New Delhi, 30 May (IANS). Taking a historic step towards strengthening consumer protection and regulatory monitoring in the field of traditional medicine, the Union Ministry of AYUSH launched the ‘AYUSH Safety Portal’ on Friday. This will serve as a cautious monitoring against misinformation.
Union AYUSH Minister Prataprao Jadhav launched this portal at Ayush Bhawan in New Delhi. It is important to address misleading advertisements and adverse drug response issues.

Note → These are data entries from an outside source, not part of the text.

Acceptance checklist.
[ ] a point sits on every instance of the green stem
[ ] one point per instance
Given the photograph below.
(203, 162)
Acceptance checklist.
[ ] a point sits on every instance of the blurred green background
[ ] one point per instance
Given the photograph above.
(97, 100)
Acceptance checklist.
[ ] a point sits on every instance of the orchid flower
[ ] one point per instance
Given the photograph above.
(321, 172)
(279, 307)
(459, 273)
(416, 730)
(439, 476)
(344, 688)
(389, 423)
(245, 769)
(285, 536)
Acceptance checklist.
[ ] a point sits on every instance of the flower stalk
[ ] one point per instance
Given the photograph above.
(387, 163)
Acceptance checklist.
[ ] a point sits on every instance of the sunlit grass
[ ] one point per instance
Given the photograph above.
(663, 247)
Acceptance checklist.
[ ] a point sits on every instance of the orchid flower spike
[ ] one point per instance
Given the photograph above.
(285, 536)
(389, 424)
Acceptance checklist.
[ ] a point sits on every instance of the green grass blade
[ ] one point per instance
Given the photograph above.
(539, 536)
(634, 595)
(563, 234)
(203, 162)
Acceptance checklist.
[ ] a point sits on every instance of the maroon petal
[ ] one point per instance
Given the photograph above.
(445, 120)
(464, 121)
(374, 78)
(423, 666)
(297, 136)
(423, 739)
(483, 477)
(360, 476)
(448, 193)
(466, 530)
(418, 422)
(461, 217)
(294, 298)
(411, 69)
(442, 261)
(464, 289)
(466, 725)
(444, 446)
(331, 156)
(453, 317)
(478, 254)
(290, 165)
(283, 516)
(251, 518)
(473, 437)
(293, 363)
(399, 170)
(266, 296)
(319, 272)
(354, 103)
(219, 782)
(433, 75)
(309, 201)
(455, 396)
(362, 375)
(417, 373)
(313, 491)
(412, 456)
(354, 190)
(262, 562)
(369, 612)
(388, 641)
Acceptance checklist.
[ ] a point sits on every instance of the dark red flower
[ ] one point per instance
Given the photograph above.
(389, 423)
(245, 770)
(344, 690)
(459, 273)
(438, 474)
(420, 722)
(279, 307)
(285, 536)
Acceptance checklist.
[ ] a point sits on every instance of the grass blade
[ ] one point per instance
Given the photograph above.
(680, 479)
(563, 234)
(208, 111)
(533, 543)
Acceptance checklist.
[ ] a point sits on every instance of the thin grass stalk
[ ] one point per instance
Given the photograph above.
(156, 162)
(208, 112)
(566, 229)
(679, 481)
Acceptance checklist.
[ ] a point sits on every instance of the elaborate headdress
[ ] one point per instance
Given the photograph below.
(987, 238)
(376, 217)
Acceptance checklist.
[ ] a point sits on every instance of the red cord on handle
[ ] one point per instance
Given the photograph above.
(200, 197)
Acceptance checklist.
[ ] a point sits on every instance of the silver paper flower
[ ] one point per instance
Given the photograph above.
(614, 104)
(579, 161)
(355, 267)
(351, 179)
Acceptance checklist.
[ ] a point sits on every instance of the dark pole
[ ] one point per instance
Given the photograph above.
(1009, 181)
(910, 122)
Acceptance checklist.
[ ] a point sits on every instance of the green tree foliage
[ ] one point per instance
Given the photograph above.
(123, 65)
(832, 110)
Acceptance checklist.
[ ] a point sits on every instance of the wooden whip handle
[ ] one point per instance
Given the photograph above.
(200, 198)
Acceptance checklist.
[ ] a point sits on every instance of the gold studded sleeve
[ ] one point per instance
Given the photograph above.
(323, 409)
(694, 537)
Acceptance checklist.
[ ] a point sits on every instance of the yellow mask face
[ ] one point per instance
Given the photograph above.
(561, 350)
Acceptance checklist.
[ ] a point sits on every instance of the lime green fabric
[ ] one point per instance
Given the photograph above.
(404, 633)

Jadhav said, “With the launch of AYUSH Safety Portal, we are empowering citizens and professionals to become active partners in protecting the integrity of AYUSH system. This platform will act as a vigilant monitoring against misleading advertisements and will ensure that only safe and reliable products reach people.”
The AYUSH safety portal represents a significant progress in bringing pharmacovizlance and regulators on a platform within the Ayush Ecosystem.
This will assist with a centralized and accessible dashboard of cases reported to the Ministry of AYUSH, which will lead to real -time tracking, quick regulatory action and detailed data analysis.
This portal allows consumers, health professionals, and regulatory officers to report and monitor misleading advertisements and adverse drug responses through a spontaneous digital process, developed with technical collaboration with the Central Siddha Research Council (CCRS) and align with the National Pharmacovizlance Program.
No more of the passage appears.